Data Engineering From Notebook To Production

Single Day

Q2 2024

Take a data project from prototype to production quality with the modern data stack

A high-level introduction to all of Data Engineering in three hours. In this fast-paced survey course, you’ll learn how to take a data project from prototype to production quality data platform. We’ll explore techniques to scale up to big data sets and scale out to more features and larger teams. We’ll discuss data architecture and design principles while exploring up-and-coming data tools.

  • Get a complete overview of today’s data engineering tools
  • Learn best practices for data architecture and design
  • Benefit whether you are new to data engineering or a practicing data engineer looking to keep up with current tools and methods

You’ll learn:

  • Essential tools and design principles for the modern data stack.
  • How to improve performance by matching storage format to query type.
  • Strategies for data observability and quality.

You’ll be able to:

  • Accelerate data warehouse development by writing reusable SQL with dbt.
  • Reduce time-to-market by running Jupyter Notebooks in production with Papermill.
  • Build robust, reliable data science pipelines with Apache Airflow.

Is this course for me?

  • Novice and experienced data engineers and MLOps engineers will learn cutting edge best practices in this rapidly changing field.
  • Back end engineers transitioning to data engineering will gain critical skills to work effectively on data intensive applications.
  • Data scientists, data analysts and analytics engineers will understand the data platform development process.
  • Chief Data Officers (CDOs) will gain necessary technical background to oversee data projects.
  • DevOps engineers will be able to deploy and monitor data systems.

Prerequisites

  • Familiarity with software engineering and architecture in the cloud environment.
  • Comfort with Python, SQL and Jupyter Notebooks is helpful but not required.
  • Some experience with back end development, data science or databases is required.
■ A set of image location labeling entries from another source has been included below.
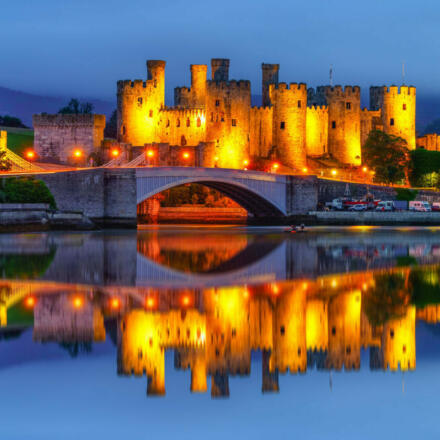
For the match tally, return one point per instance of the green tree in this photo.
(387, 155)
(75, 107)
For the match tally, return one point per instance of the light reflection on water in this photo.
(333, 308)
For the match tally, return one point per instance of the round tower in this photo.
(344, 123)
(156, 73)
(198, 84)
(220, 69)
(289, 123)
(270, 76)
(399, 113)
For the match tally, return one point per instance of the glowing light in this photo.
(150, 302)
(186, 300)
(30, 155)
(30, 302)
(115, 303)
(275, 289)
(78, 302)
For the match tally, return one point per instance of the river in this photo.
(220, 332)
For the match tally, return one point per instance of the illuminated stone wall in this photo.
(261, 120)
(317, 130)
(57, 136)
(398, 111)
(344, 125)
(3, 139)
(289, 123)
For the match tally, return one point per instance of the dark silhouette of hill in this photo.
(23, 105)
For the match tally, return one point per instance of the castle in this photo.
(213, 123)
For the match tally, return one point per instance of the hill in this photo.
(23, 105)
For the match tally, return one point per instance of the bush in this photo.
(25, 190)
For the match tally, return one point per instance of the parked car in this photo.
(385, 205)
(358, 207)
(419, 206)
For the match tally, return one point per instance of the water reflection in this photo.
(302, 324)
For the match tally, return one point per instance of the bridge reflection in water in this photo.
(297, 325)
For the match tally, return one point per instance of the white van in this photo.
(386, 205)
(417, 205)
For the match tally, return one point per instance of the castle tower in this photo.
(270, 76)
(398, 111)
(344, 331)
(198, 84)
(289, 123)
(220, 69)
(399, 342)
(138, 105)
(344, 123)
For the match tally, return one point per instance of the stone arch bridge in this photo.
(110, 195)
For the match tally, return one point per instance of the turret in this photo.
(344, 123)
(398, 111)
(220, 69)
(198, 84)
(289, 123)
(270, 76)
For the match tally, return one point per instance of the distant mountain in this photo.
(24, 105)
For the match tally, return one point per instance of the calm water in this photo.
(220, 333)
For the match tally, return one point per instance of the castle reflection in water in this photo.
(297, 325)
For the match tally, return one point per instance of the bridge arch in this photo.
(249, 198)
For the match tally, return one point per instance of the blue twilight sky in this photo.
(82, 47)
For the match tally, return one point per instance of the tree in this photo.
(387, 156)
(11, 121)
(111, 129)
(76, 108)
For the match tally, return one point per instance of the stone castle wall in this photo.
(57, 136)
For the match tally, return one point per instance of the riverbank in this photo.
(19, 217)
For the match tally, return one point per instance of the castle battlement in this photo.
(231, 84)
(128, 86)
(291, 87)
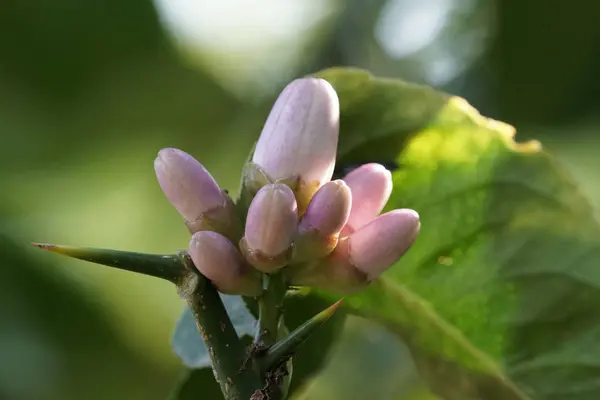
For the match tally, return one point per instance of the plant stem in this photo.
(270, 309)
(227, 353)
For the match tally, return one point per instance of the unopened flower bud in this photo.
(299, 140)
(371, 186)
(270, 227)
(219, 261)
(195, 194)
(380, 243)
(364, 255)
(326, 215)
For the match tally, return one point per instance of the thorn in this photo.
(169, 267)
(285, 348)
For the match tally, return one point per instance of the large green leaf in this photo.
(498, 297)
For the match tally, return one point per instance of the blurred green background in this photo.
(91, 90)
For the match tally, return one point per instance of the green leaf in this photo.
(498, 298)
(377, 357)
(187, 341)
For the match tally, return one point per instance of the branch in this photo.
(237, 380)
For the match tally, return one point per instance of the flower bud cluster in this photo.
(319, 232)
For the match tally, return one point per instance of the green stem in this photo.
(270, 309)
(227, 352)
(285, 348)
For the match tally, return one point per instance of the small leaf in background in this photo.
(187, 341)
(498, 298)
(367, 362)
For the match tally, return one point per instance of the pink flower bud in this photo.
(371, 186)
(329, 209)
(325, 217)
(379, 244)
(219, 261)
(195, 194)
(186, 183)
(299, 139)
(270, 227)
(363, 256)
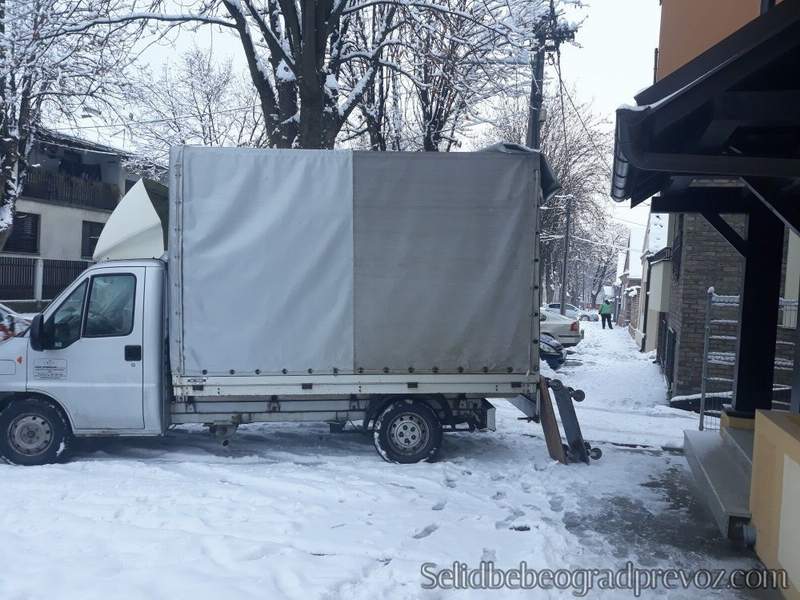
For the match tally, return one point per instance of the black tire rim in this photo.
(30, 434)
(408, 433)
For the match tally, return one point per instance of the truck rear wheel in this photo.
(32, 432)
(408, 431)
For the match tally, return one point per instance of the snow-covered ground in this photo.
(291, 511)
(626, 399)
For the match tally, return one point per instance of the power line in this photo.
(564, 91)
(150, 121)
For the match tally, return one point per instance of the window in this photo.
(89, 236)
(24, 235)
(63, 328)
(110, 306)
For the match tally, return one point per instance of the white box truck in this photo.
(395, 291)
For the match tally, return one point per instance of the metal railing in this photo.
(36, 280)
(720, 348)
(66, 189)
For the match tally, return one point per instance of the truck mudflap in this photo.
(575, 448)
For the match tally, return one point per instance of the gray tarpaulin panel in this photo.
(444, 245)
(261, 254)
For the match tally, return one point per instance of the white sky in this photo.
(612, 62)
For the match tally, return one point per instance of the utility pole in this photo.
(533, 139)
(550, 34)
(563, 298)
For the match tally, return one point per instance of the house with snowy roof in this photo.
(71, 189)
(656, 280)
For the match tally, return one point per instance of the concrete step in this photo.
(740, 442)
(721, 478)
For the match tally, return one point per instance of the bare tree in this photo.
(302, 55)
(196, 101)
(52, 64)
(577, 145)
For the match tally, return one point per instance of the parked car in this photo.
(551, 351)
(573, 312)
(567, 331)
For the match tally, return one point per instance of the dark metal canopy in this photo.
(722, 135)
(728, 120)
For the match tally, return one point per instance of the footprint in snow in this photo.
(429, 529)
(513, 516)
(556, 503)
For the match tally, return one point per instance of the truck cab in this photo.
(90, 364)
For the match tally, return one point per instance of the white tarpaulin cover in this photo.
(133, 230)
(298, 261)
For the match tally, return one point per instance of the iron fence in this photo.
(31, 279)
(720, 348)
(17, 278)
(58, 274)
(66, 189)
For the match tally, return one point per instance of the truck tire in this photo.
(408, 431)
(33, 432)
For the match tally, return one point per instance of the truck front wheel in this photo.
(408, 431)
(32, 432)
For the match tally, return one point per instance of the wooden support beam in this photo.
(785, 209)
(729, 233)
(720, 201)
(758, 313)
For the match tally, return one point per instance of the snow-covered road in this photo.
(290, 511)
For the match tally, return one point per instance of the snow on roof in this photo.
(620, 265)
(656, 233)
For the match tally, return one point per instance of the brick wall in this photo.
(706, 260)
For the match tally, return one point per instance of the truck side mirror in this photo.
(37, 333)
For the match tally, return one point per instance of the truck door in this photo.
(92, 363)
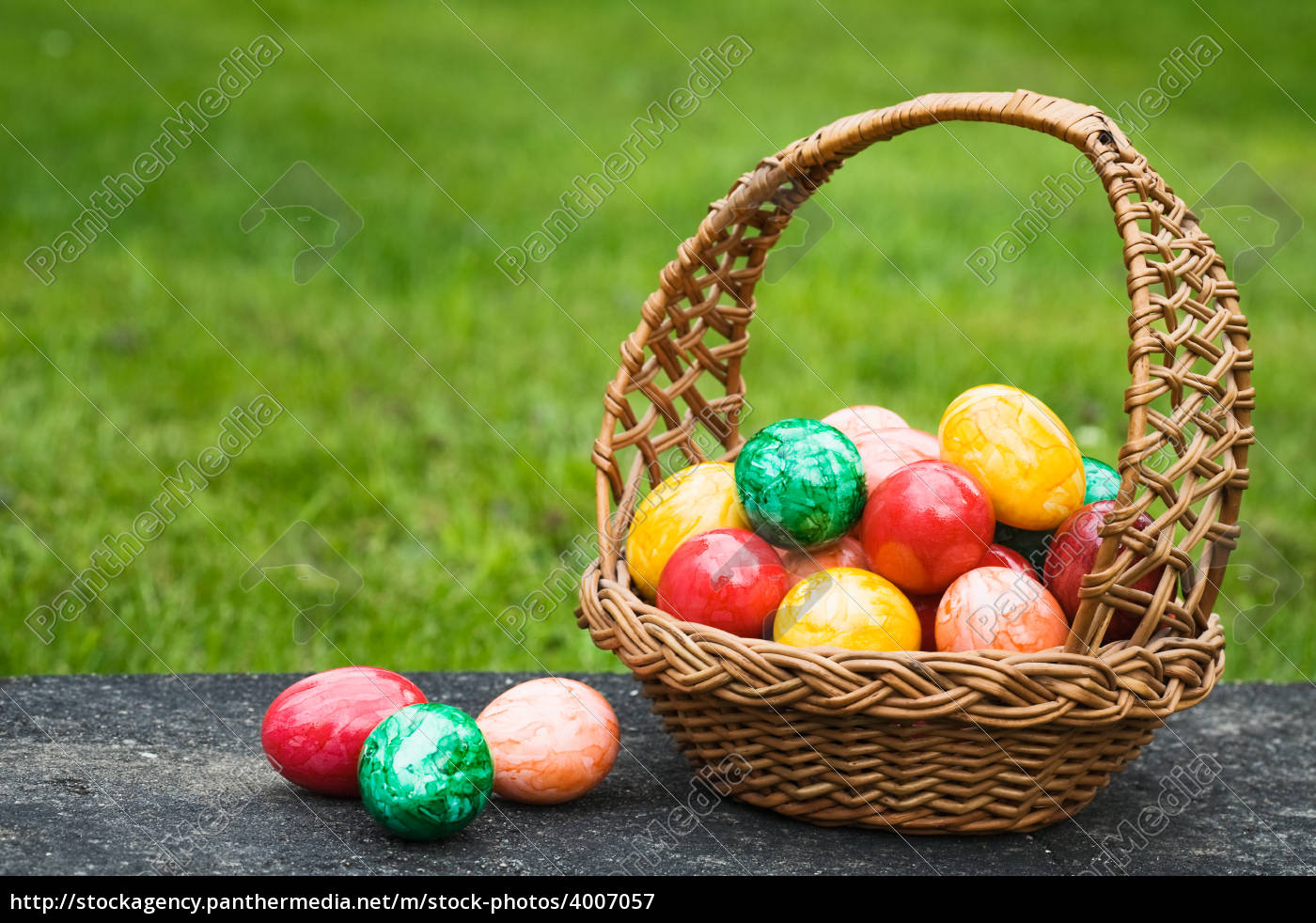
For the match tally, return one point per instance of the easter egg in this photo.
(864, 419)
(925, 607)
(997, 608)
(312, 732)
(726, 578)
(802, 562)
(999, 555)
(694, 499)
(1102, 482)
(925, 525)
(845, 607)
(1019, 449)
(1030, 545)
(1072, 555)
(552, 740)
(885, 450)
(425, 772)
(800, 483)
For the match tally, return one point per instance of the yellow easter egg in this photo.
(1019, 449)
(693, 501)
(846, 607)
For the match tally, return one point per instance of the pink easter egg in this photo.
(864, 419)
(885, 450)
(552, 740)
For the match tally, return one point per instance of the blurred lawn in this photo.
(438, 419)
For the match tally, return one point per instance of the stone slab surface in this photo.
(135, 774)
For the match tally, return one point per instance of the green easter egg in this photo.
(800, 482)
(425, 772)
(1103, 481)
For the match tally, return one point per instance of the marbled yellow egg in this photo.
(846, 607)
(693, 501)
(1019, 449)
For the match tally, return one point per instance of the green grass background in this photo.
(438, 419)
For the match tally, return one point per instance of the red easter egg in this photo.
(726, 578)
(999, 555)
(802, 562)
(885, 450)
(925, 524)
(999, 608)
(927, 610)
(313, 731)
(1070, 558)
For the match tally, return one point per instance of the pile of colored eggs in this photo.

This is not an introductory course for new developers.

Schedule

Section 1: Data Modeling

  • Course Overview
  • Principles of Data Engineering: Review of design principles for architecting solutions on the modern data stack.
  • ETL or ELT? When ingesting data, store raw data early for later transformation. Use Airbyte to extract data from cloud APIs and Benthos to load and hydrate data.
  • Data Lakes: Data lakes are the original source of truth and the input/output location for data pipelines. Choose a storage format that matches query types for improved performance.
  • Data Warehouses: Data cubes are dead. Long live the distributed data warehouse. Effective ways to use these workhorse data stores. Why all SQL is not the same.
  • dbt: Closer look at dbt, an exciting new tool for SQL-based data transformation that’s transforming data teams.

Section 2: Data Flow

  • Data Pipelines: Complex processing and transformation beyond what’s possible in a SQL-based data warehouse. Use Pandas APIs in Spark with Koalas.
  • Dashboards and Discovery: Dashboards are the UI of data systems. Build custom dashboards with Apache Superset. Communicate data status and timeliness to end users.
  • Workflow Orchestration: How does anything happen? Workflow orchestration is a better approach than fragile and frustrating cron jobs.
  • Apache Airflow: A closer look at Apache Airflow, the leading orchestration engine.
  • Streaming: The many varieties of “real time” and the (limited) role of streaming systems such as Kafka.

Section 3: Data in Production

  • Notebooks in Production: Use Papermill to run a Jupyter Notebook like a command line script and nbdev to create libraries.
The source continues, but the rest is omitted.